When you walk into John Helleberg and Marcie Wily’s house, you enter through the side door directly into the kitchen, which is fitting for a family whose life and livelihood is mostly centered on food. As you are welcomed into their simple, cozy kitchen you’re greeted by a flurry of activity led in equal measure by their children, Sophie and Jack, and their Labradoodle, Hank.
Like in many of our homes, their daily routine rounds into the question, “What’s for dinner?” Unlike many of our homes, John happens to be a professional chef. After moving to the Gorge to work as executive chef at Celilo Restaurant and Bar, John and Marcie opened their own restaurant, Sophie’s, which they ran for several years. After that, John spent some time at Brian’s Pourhouse before settling most recently at Solstice Wood Fire Café & Bar.
The relationship between John and Solstice owners Aaron and Suzanne Baumhackl is grounded in their collective passion for food and a focus on elevating the main dishes offered in the restaurant. That passion translates to John’s home kitchen, and vise-versa. “If work is exciting,” John said, “the more excited and inspired I am to come home and cook… cooking at home is just for fun.”

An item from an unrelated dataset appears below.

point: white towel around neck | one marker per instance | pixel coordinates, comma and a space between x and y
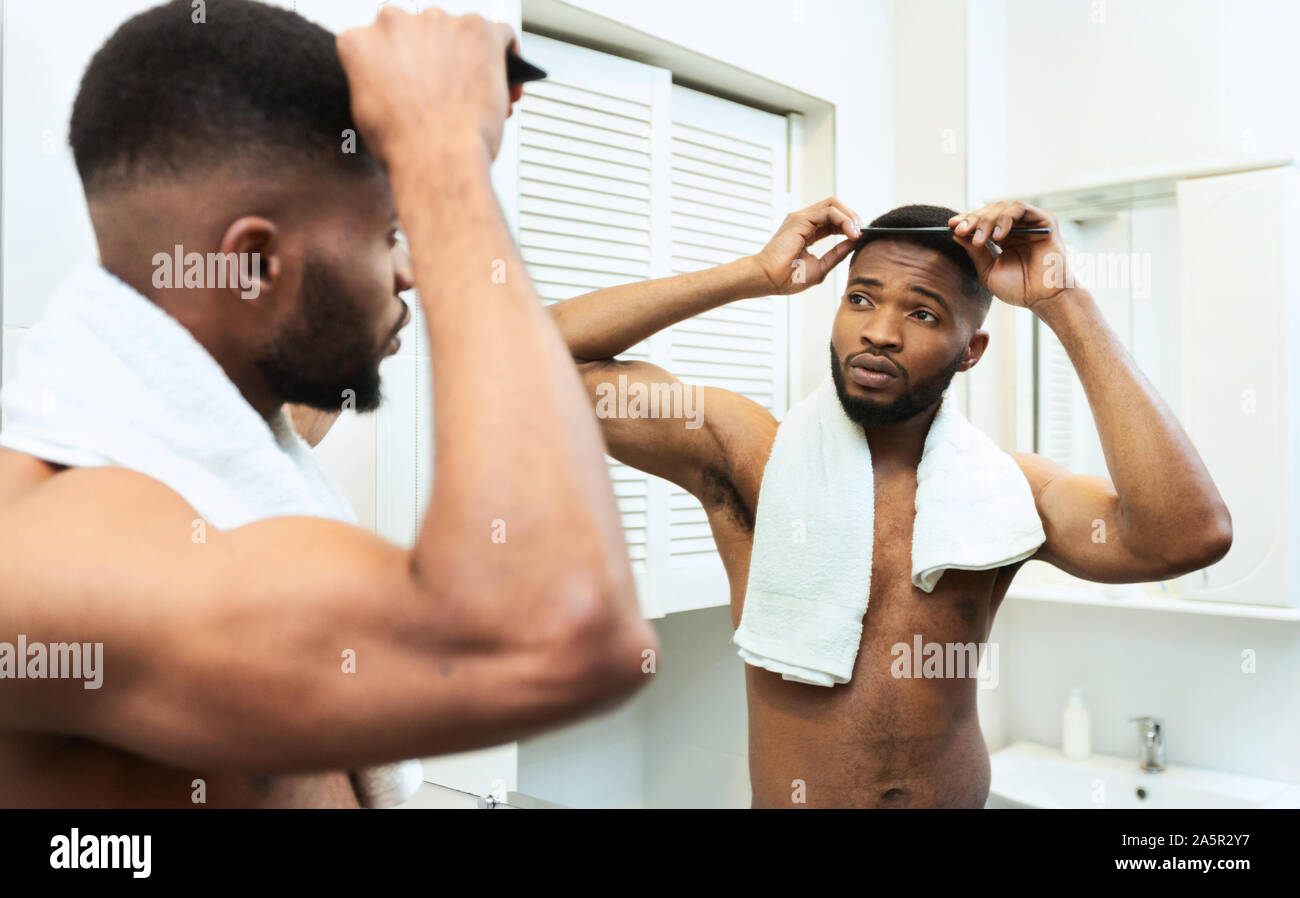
108, 378
810, 569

John’s love for cooking is clear in the way he talks about ingredients both new and familiar, the fact that an entire wall of his living room is overflowing with cookbooks, and that even after a day at the restaurant, he is the one who does most of the cooking at home. His home kitchen acts as a test kitchen for side dishes and main courses for the restaurant. Two sides currently on the Solstice menu were first whipped up in John’s home kitchen: Local Asparagus with lemon, garlic, Espelette pepper, olive oil and Grana cheese; and Grilled Cauliflower with chimichurri.
On the particular evening I visited their home, John had a pork ragu simmering on the stove. He offered to make pasta from scratch using the same recipe used at Solstice. When someone, especially a chef or an Italian grandmother, offers to make you fresh pasta, you say “Yes!” I didn’t even have to say yes, because at the mention of fresh pasta, Marcie and Sophie chimed in with their votes and within minutes the flour, eggs, and olive oil were on their way to becoming rich, tender, fresh pasta. Sophie helped separate the eggs under John’s relaxed supervision, and then together they incorporated the dough.

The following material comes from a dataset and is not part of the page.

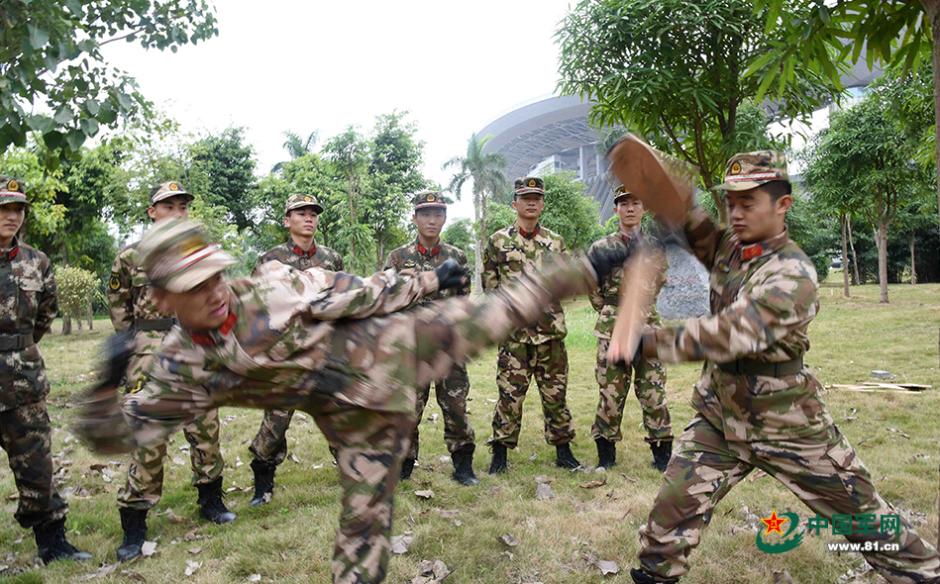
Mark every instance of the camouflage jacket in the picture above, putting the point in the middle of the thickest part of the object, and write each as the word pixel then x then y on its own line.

It was fitting that John made pasta for dinner since it’s what graces their family table most nights.
John’s variations on pasta dishes are simple and delicious: olive oil and fresh herbs; sausage and tomato; cherry tomatoes, basil, garlic and olive oil. There’s also often the addition of fresh or dried fruit,
anchovies or capers for a creative, flavorful element. Tonight’s pork ragu benefited from a flurry of dried cherries.
As a side dish, John prepared the same asparagus with lemon, garlic, Espelette pepper, olive oil and Grana that can be ordered at Solstice. As we sat down to the table to eat, and the kids began to slurp up their pasta, it became clear that eating well at home isn’t about knife skills or access to fancy equipment. Eating well and creating a restaurant worthy meal at home is about having a little passion and a few quality ingredients.
“We do eat well,” John said with a laugh.
John Helleberg’s Recipes:
2 lbs ground pork
1 yellow onion, diced
1 carrot, diced
1 rib celery, diced
3 cloves garlic, chopped
4 cans whole peeled tomatoes
1 cup white wine
1 cup water or chicken stock
1/2 cup dried cherries
Brown the pork over medium high heat then add the onion, carrot, celery and garlic. Cook until onions are translucent, about 5 minutes. Add tomatoes, wine, water or stock, then simmer for approximately 1 1/2 hours, adding more water if needed. Add cherries, and season with salt and pepper to taste.
1 cup “00” Flour
6 tbsp Semolina Flour
9 egg yolks
1 tablespoon extra virgin olive oil
2 tbsp water
Use either the well method, or combine all ingredients in a food processor and mix until the mixture comes to together to form a dough. Let rest for half an hour before rolling out by hand or with a pasta roller.